Just exactly which trophies did Manchester City win before they were bought up by mega-rich oil sheikhs? Just exactly how many trophies did Chelsea win before Ambramovich bought them up?
Of course spending big money or stats don’t guarantee you win anything–who exactly has ever claimed that spending big money “GUARANTEES” you’ll win anything. When did 7amkickoff ever claim that they “guranteed” anything???
The simple basic reality of modern football success is this, and no one can deny this: to win the big trophies you need to spend a lot of money on top class players & have a competent manager. If you don’t, you’ll have a much harder time winning your domestic league or other trophies.
End of.
There’s no guarantee you’ll win anything but it most certainly means you have far, far higher chances of winning the big trophies than clubs that don’t spend big money on top class players. That’s not a personal, subjective opinion. That’s basic easily provable fact to anyone who’s been paying attention to modern football results for years.
Phil
I have to say this is a bit too ‘black and white’ for me. Spend v No Spend. In Spain the big spenders do dominate. In Germany Dortmund have for two seasons bettered the big Spenders. In France Montpelier bettered the big spending Paris St Germain. Look at Newcastle’s buys of Cisse, Ben arfa, demba Ba. What is clear is you need to buy to do well, but there’s no need to break the bank to do well. We hear rubbish from some that say, Wenger, has no money to spend. Of course that is empirically not true. He has money to spend. a finite amount. It’s about judging the quality players we do buy. When we bought Dennis Bergkam we did not break the bank to get a World Class player. Same with Titi and Pat Viera. Dortmund and Montpelier, and once upon a time us, prove it is ‘who’ you buy. Having good judgement. Arsene used have this (or was it David Dein). On the worst side, some of Arsene’s judgement brought players like Francis Jeffers, Jeremy Aliadiere, Pascal Cygan, Marouanne Chamakh, Mikel Syvestre, Richard Wright, and a lot lot more. Many were absolute failures.

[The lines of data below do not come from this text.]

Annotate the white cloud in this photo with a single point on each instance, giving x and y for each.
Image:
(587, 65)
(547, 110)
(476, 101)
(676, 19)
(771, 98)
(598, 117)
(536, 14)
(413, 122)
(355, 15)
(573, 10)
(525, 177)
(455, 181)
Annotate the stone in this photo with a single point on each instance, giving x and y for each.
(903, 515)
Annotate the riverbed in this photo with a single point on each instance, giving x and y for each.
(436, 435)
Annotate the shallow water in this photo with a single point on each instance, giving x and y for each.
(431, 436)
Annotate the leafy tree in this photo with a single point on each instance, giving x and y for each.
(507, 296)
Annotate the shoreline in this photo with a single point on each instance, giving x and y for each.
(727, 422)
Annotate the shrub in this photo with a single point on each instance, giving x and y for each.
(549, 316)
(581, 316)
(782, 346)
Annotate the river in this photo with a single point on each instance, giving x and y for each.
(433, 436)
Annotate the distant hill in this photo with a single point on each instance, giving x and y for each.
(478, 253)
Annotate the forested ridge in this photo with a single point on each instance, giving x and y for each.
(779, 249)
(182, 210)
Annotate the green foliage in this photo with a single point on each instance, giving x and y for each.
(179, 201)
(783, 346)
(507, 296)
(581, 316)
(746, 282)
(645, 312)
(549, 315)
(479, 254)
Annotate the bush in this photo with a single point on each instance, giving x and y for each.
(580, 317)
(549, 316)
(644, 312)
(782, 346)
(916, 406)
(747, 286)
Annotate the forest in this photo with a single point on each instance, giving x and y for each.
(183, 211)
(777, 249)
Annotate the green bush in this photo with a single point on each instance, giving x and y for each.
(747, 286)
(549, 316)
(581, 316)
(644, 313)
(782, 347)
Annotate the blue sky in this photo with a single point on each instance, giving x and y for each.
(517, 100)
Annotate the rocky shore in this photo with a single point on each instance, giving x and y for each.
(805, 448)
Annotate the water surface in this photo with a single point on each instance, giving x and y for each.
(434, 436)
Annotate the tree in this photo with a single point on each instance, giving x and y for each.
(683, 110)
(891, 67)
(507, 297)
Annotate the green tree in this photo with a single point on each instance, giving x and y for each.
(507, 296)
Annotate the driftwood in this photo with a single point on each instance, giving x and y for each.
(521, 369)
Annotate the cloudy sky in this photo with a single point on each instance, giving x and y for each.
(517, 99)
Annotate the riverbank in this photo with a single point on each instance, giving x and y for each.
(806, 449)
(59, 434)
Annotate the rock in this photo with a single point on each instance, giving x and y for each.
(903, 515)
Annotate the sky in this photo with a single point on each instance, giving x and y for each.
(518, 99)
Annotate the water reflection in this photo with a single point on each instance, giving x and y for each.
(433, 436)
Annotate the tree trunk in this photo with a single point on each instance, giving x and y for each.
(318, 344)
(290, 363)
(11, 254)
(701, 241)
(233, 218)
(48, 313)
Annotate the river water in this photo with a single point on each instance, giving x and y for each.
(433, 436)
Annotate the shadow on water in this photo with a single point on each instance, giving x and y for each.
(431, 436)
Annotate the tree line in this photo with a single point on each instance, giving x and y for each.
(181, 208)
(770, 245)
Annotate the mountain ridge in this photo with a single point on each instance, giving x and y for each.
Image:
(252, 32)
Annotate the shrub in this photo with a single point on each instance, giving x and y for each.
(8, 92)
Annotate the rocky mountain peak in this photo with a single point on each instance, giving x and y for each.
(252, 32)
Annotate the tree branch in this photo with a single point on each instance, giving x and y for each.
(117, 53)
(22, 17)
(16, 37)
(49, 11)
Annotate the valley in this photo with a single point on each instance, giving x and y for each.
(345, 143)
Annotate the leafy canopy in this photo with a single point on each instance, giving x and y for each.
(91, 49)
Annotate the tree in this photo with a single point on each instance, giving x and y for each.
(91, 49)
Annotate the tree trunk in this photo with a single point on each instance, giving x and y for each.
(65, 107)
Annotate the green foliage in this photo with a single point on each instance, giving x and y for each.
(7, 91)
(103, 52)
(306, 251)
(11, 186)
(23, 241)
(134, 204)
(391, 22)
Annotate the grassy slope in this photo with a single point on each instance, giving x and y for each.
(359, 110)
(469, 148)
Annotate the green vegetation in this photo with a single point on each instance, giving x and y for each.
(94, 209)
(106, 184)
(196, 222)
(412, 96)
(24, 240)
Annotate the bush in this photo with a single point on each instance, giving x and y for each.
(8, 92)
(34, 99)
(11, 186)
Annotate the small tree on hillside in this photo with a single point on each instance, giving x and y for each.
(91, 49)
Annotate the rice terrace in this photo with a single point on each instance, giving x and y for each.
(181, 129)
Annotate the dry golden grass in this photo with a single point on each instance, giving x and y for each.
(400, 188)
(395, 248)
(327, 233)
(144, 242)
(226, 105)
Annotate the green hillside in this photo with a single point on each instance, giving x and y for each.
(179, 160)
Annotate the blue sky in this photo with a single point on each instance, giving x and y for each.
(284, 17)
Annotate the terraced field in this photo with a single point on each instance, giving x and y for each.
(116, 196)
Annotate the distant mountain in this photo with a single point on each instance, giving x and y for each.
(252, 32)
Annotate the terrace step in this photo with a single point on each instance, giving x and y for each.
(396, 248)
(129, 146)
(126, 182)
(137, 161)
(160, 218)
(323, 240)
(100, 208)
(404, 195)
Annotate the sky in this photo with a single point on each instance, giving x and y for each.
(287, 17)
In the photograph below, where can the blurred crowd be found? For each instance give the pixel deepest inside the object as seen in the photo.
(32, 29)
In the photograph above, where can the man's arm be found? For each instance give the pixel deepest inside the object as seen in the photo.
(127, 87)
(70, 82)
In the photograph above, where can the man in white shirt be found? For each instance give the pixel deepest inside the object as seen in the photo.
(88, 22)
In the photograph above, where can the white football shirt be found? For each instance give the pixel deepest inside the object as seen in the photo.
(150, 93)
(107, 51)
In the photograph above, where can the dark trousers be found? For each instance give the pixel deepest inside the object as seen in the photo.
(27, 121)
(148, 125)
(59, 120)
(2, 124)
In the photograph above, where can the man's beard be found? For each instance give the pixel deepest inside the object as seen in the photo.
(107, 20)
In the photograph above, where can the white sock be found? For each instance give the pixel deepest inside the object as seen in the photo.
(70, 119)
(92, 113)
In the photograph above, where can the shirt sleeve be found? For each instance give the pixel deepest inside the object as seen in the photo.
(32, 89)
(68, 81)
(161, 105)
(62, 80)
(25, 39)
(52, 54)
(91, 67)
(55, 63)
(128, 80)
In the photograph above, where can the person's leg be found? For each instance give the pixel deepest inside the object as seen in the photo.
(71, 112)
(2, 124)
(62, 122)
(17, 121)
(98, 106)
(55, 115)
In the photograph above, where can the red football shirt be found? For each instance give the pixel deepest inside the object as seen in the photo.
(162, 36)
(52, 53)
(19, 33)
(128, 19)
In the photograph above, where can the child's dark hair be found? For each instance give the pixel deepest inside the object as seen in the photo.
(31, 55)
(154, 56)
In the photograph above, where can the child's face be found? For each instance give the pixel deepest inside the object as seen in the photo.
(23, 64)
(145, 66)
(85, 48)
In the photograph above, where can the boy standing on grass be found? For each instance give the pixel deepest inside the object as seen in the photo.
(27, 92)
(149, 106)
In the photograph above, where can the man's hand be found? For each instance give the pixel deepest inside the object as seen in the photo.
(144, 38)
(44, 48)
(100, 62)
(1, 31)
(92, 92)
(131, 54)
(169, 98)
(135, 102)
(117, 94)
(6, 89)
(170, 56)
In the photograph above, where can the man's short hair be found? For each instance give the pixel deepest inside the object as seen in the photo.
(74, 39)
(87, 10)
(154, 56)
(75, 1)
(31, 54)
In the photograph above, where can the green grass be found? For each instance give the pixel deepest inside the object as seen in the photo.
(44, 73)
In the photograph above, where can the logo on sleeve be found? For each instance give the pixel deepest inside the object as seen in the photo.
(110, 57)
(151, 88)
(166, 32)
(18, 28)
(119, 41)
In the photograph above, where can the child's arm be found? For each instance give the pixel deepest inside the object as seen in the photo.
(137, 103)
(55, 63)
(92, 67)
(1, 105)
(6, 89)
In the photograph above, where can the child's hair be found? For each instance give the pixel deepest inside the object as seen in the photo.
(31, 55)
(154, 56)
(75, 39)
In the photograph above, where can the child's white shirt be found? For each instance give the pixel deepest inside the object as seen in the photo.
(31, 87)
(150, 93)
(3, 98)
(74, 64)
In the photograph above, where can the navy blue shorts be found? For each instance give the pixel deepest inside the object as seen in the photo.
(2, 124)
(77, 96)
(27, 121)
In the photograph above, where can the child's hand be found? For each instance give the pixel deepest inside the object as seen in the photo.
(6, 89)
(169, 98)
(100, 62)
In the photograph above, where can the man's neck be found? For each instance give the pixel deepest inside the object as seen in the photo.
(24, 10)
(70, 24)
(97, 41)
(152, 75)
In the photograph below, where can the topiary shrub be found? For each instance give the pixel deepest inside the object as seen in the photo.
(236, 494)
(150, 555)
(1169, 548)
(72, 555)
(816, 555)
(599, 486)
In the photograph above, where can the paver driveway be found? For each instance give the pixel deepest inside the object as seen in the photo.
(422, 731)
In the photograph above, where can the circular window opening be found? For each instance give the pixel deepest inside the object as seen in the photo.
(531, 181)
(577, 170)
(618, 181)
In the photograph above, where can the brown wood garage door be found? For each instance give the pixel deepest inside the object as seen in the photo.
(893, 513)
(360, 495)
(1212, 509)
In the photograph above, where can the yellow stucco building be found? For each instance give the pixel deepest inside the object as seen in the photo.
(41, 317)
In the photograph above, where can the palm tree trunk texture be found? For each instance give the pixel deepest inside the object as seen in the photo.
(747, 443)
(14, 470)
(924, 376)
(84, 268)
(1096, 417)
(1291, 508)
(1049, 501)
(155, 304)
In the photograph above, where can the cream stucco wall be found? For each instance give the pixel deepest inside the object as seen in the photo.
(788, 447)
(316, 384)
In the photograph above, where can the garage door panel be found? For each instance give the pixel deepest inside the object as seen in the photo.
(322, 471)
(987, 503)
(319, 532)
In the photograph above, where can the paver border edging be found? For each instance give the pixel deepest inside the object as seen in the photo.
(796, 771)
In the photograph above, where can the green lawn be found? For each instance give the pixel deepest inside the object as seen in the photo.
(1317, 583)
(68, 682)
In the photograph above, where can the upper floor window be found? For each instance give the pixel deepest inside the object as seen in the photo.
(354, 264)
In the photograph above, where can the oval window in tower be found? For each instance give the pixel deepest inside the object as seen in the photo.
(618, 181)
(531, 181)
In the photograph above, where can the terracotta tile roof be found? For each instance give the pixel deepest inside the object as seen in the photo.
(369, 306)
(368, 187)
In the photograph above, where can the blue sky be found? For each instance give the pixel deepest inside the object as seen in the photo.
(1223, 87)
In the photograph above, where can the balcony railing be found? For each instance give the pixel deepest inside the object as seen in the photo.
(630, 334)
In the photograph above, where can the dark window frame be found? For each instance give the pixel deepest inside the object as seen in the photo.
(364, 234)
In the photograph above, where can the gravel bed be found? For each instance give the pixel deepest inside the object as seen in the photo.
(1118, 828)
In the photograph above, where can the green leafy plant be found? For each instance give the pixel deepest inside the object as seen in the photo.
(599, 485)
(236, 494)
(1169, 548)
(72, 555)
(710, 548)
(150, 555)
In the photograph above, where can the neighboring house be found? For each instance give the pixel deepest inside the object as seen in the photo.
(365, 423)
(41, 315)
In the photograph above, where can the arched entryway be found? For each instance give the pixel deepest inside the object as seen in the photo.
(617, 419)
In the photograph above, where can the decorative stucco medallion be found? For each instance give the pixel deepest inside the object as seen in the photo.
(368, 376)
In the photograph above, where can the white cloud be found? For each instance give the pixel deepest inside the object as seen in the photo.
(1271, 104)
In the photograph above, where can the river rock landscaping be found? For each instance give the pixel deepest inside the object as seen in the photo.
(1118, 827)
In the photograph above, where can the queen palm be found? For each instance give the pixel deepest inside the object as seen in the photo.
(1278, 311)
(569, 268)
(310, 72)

The bigger problems surfaced last season when we could have bought Juan Mata. Greed rather than profligacy dermined the end to the story and the true story is about the lack of a financial sense of market reality. Losing Mata when he could have been bought for a price we could afford was the result of meaness rather than financial prudence. The same will happen with Santi Cazorla. The board will wait to humiliate a suffering Malaga Fc to get Santi Cazorla on the cheap rather than pay what Malaga themselves paid for him, which is not an inflated price. The fact we have less money than Man City and Chelsea is just a part of the issue. Missing buying the players we really want and need has nothing to do with that. It is to do with a misguided meaness which has deluded this board into just NOT buying the BEST we can afford. Santi Cazorla will prove that…….Kroenke, Gazidis, Hill-Wood and possibly Arsene have become cheapskates and will not even spend money we can afford.That is why we will win little and not that we don’t break the bank.
Good points.
The Premier League title could easily be won for £40m by buying 4 referees. If each of those referees is in charge of 4 games you can guarantee yourself 48 points.